関節リウマチの薬物療法はこの20~30年の間に飛躍的に進歩しました。早期に診断を受け、治療を開始した患者さんの多くは、病気をコントロールできるようになってきています。治療がうまく進んでいる患者さんから感謝の言葉をいただく機会もあり、そのたびに私たち医療従事者も大きな喜びを感じています。先人の努力の積み重ねによってここまで治療が体系化されてきましたが、今後さらに研究が進み、完治を目指せる薬が登場することを期待しています。
また同時に、病気の発症を抑える“予防医療”の取り組みも求められるでしょう。喫煙や歯周病などは明確なリスク要因ですし、ストレスや睡眠不足の影響も指摘されています。当院のようにリウマチ科、整形外科を標榜するクリニックが、このような情報の啓発を広く行うことで、関節リウマチを発症する方そのものを減らすための取り組みを進めていくことも大切だと考えています。

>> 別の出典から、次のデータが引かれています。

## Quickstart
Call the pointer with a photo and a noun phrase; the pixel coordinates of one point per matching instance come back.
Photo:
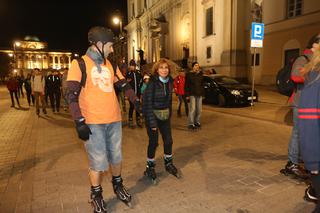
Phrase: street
(231, 165)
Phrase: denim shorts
(104, 145)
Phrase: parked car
(225, 91)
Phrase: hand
(83, 130)
(137, 106)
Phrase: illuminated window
(294, 8)
(209, 21)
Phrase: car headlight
(235, 92)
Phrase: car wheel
(222, 100)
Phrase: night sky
(64, 24)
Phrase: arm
(121, 83)
(147, 106)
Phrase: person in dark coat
(157, 107)
(53, 85)
(135, 80)
(27, 87)
(309, 128)
(13, 86)
(194, 91)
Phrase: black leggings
(165, 129)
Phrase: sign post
(257, 34)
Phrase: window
(257, 59)
(133, 13)
(294, 8)
(208, 52)
(209, 21)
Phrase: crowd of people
(38, 87)
(97, 97)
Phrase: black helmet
(102, 34)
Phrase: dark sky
(64, 24)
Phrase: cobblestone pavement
(231, 165)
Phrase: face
(196, 67)
(163, 70)
(107, 48)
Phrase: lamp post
(117, 20)
(15, 44)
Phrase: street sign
(257, 35)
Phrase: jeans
(184, 99)
(55, 97)
(131, 109)
(37, 96)
(15, 93)
(165, 129)
(195, 108)
(104, 145)
(293, 148)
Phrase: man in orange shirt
(96, 112)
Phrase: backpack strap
(82, 66)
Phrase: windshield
(225, 80)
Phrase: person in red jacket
(178, 86)
(13, 86)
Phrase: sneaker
(296, 170)
(192, 127)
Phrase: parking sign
(257, 34)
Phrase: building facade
(216, 33)
(31, 53)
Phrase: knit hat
(101, 34)
(132, 62)
(194, 63)
(146, 77)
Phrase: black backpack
(284, 83)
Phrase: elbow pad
(72, 95)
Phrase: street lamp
(117, 20)
(15, 44)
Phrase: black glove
(137, 106)
(83, 130)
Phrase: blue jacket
(309, 122)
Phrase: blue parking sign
(257, 34)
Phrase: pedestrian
(135, 80)
(95, 109)
(20, 79)
(178, 85)
(157, 107)
(27, 87)
(292, 167)
(309, 128)
(64, 89)
(194, 91)
(145, 83)
(38, 87)
(13, 87)
(54, 90)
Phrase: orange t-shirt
(98, 101)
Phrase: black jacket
(157, 95)
(135, 81)
(53, 83)
(194, 84)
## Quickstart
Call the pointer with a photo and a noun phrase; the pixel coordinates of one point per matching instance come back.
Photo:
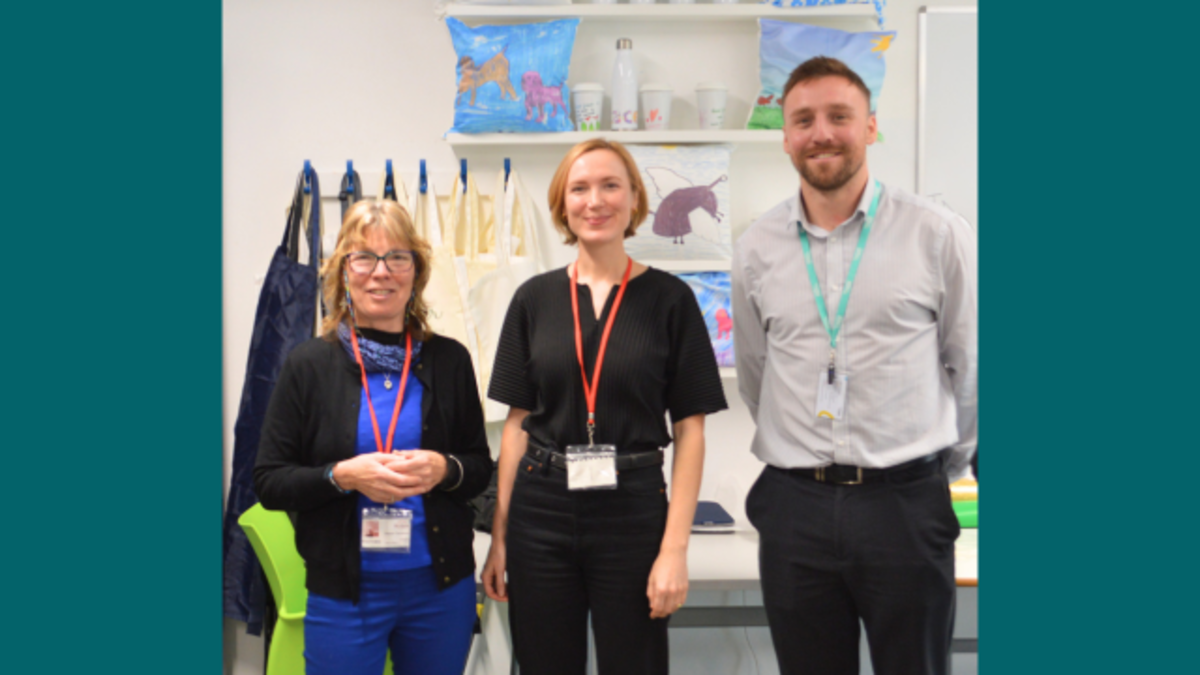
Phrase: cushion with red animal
(513, 78)
(783, 46)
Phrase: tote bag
(517, 257)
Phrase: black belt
(624, 463)
(846, 475)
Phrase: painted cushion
(783, 46)
(513, 77)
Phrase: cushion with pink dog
(513, 77)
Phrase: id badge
(387, 530)
(832, 398)
(591, 467)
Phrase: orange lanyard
(400, 394)
(589, 393)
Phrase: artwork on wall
(783, 46)
(689, 195)
(513, 77)
(712, 290)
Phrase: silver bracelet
(461, 475)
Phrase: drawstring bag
(286, 315)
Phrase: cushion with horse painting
(783, 46)
(513, 77)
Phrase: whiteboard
(947, 108)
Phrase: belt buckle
(821, 477)
(857, 481)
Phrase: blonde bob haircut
(558, 186)
(395, 222)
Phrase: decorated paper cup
(655, 106)
(711, 97)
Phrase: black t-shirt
(659, 359)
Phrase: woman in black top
(619, 554)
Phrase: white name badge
(591, 467)
(387, 530)
(832, 398)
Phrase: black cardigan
(312, 423)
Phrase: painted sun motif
(881, 45)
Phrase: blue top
(408, 437)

関節リウマチは、ほかの多くの病気と同じように早期発見、早期治療が鍵を握っています。現在では早期に治療を開始することで、多くの方が寛解に到達し、関節の変形や骨の破壊を起こさずに済むようになってきました。朝の手のこわばりや関節の痛みなどの症状が2週間以上続くような場合は、関節リウマチの診療を手がける医療機関を受診されることをおすすめします。

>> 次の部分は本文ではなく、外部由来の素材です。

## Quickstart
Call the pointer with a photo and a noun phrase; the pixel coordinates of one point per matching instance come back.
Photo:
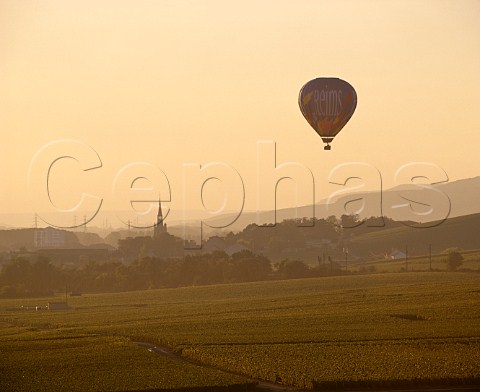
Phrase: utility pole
(406, 258)
(345, 251)
(430, 255)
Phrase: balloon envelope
(327, 104)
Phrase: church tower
(159, 227)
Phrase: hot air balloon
(327, 104)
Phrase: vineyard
(371, 330)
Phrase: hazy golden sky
(174, 82)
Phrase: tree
(454, 260)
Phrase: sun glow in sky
(176, 82)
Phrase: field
(368, 330)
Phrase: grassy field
(350, 330)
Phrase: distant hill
(462, 232)
(451, 199)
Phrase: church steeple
(159, 227)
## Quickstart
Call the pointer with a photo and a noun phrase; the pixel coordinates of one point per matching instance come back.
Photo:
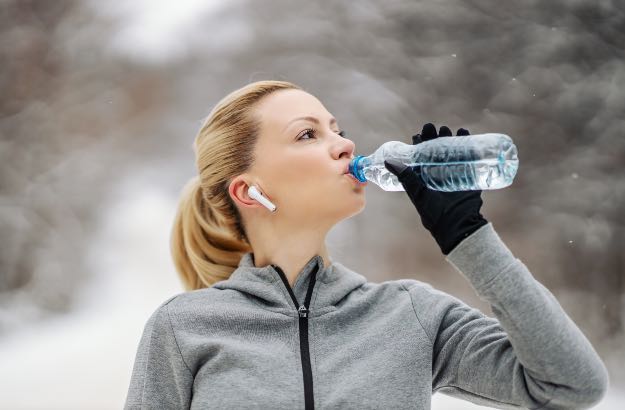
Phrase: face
(300, 164)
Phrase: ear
(238, 192)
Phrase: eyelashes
(312, 132)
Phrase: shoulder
(186, 305)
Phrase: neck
(290, 249)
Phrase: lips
(350, 176)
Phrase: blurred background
(101, 102)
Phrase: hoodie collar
(332, 284)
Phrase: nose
(345, 147)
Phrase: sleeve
(531, 356)
(160, 377)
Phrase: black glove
(449, 216)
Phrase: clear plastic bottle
(459, 163)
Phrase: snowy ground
(84, 361)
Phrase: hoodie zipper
(303, 312)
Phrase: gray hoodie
(337, 341)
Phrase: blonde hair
(208, 237)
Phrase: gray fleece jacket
(337, 341)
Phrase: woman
(270, 321)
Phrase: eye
(308, 131)
(311, 132)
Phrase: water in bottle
(460, 163)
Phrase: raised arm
(532, 356)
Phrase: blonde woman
(270, 321)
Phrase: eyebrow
(309, 118)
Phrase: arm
(532, 355)
(160, 377)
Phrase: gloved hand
(449, 216)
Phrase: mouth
(350, 176)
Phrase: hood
(332, 283)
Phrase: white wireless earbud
(254, 193)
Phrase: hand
(449, 216)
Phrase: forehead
(278, 109)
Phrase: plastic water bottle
(459, 163)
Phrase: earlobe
(253, 192)
(238, 191)
(245, 195)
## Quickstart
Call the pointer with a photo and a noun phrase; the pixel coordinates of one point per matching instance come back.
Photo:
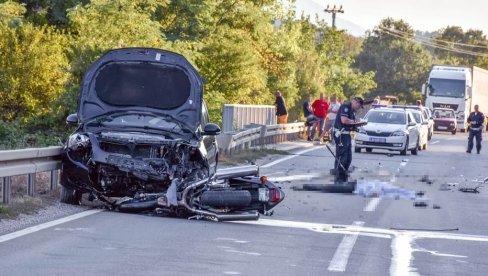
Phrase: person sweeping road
(344, 124)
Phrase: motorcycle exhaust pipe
(251, 170)
(219, 217)
(238, 216)
(138, 206)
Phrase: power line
(432, 44)
(334, 10)
(438, 40)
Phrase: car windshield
(442, 113)
(447, 88)
(386, 117)
(136, 120)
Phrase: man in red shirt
(320, 109)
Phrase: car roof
(443, 108)
(399, 110)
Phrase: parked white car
(393, 129)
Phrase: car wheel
(404, 151)
(415, 150)
(70, 196)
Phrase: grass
(3, 209)
(248, 156)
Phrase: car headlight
(78, 141)
(361, 130)
(399, 133)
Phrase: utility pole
(334, 10)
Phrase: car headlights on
(361, 130)
(78, 141)
(398, 133)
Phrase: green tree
(461, 48)
(400, 65)
(33, 69)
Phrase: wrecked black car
(144, 142)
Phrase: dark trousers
(344, 155)
(474, 134)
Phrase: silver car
(391, 129)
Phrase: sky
(422, 15)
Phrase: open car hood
(142, 79)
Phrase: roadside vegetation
(244, 49)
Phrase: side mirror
(72, 119)
(211, 129)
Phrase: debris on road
(474, 186)
(420, 203)
(447, 186)
(426, 179)
(420, 193)
(375, 188)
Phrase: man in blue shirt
(475, 121)
(345, 122)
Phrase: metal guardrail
(34, 160)
(239, 116)
(28, 162)
(230, 142)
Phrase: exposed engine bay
(144, 143)
(139, 172)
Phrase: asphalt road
(311, 233)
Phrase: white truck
(459, 88)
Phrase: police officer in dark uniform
(475, 121)
(345, 122)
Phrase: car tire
(70, 196)
(404, 151)
(415, 150)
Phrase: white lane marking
(293, 155)
(402, 255)
(402, 252)
(295, 177)
(373, 203)
(341, 256)
(243, 252)
(43, 226)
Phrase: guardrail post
(54, 179)
(31, 184)
(6, 190)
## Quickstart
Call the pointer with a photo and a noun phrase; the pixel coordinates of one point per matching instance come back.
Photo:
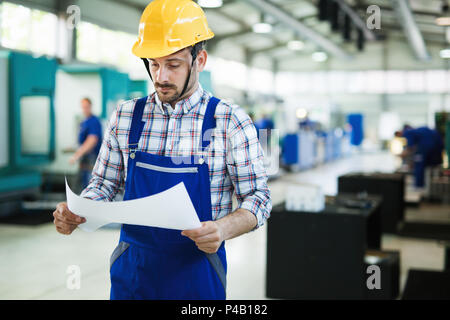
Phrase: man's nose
(162, 75)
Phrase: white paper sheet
(172, 209)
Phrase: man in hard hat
(90, 140)
(180, 133)
(425, 146)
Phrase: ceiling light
(443, 21)
(319, 56)
(445, 53)
(295, 45)
(210, 3)
(262, 27)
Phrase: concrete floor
(35, 260)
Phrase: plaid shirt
(234, 155)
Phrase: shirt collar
(186, 104)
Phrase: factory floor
(35, 260)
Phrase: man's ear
(202, 56)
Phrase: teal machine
(105, 87)
(27, 122)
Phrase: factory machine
(306, 148)
(27, 124)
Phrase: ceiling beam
(411, 30)
(358, 22)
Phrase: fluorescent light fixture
(319, 56)
(445, 53)
(443, 21)
(295, 45)
(262, 27)
(301, 113)
(210, 3)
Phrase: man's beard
(167, 97)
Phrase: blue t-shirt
(90, 126)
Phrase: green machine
(27, 121)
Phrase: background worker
(90, 140)
(425, 146)
(180, 133)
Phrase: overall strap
(136, 123)
(209, 122)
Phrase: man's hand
(66, 221)
(208, 237)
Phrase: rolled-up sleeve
(246, 168)
(108, 173)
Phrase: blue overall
(159, 263)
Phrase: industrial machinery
(27, 123)
(105, 87)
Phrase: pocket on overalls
(118, 251)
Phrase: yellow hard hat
(168, 26)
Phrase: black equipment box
(390, 186)
(320, 255)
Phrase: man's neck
(185, 96)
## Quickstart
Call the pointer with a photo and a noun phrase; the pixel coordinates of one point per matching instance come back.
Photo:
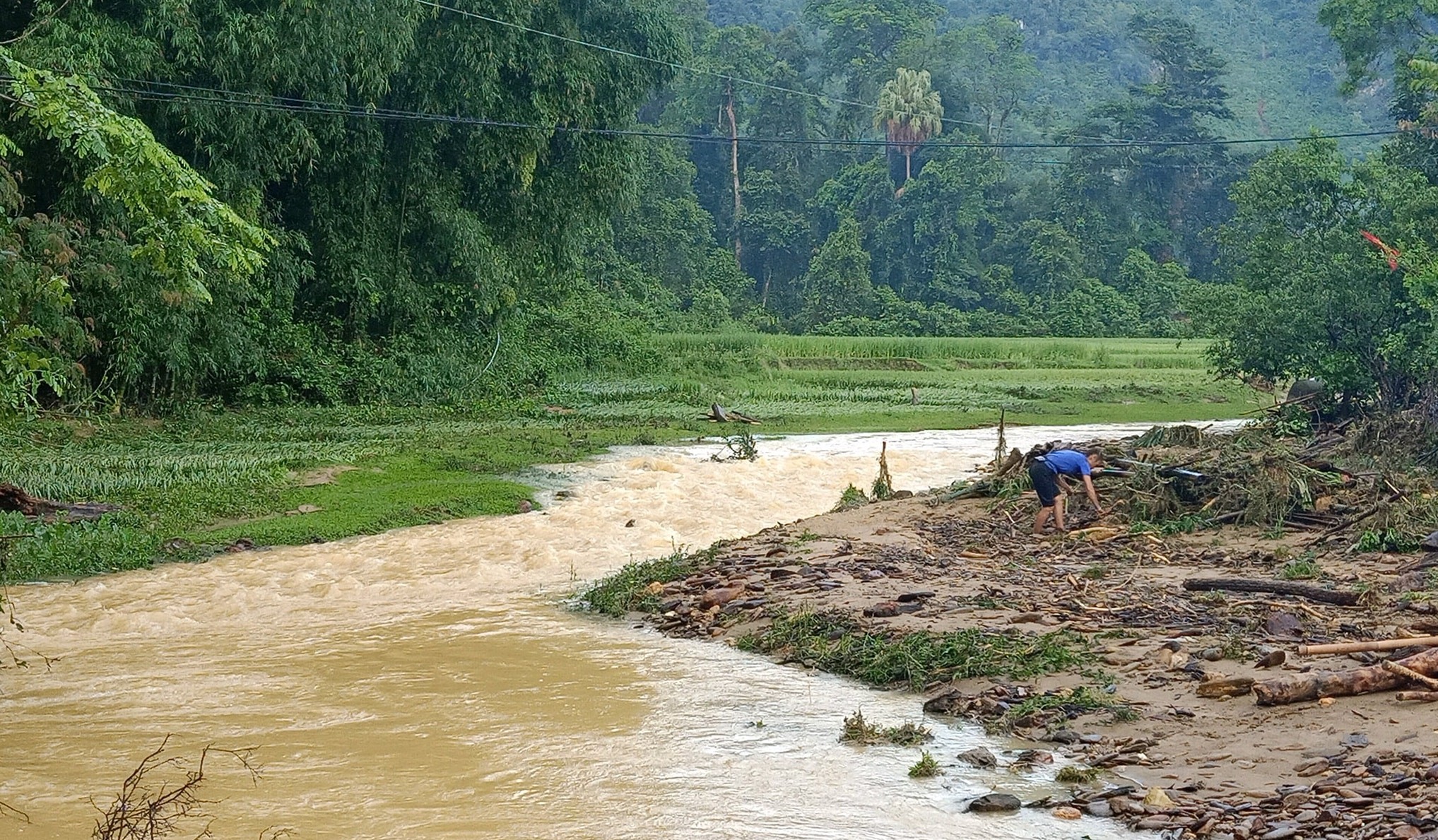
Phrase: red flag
(1392, 254)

また関節リウマチと診断された患者さんには、病気を正しく理解して継続して治療に取り組んでいただきたいと思います。決して受け身にならず、ご自身の病状や治療について疑問や不明点があれば積極的に質問して、納得したうえで治療を受けることが大切です。関節破壊を起こさず日常生活の動作に不自由がない状態を維持して、関節リウマチでない方と同じように人生を全うするのだという意識をもって、主体的に治療に取り組んでいただきたいと思っています。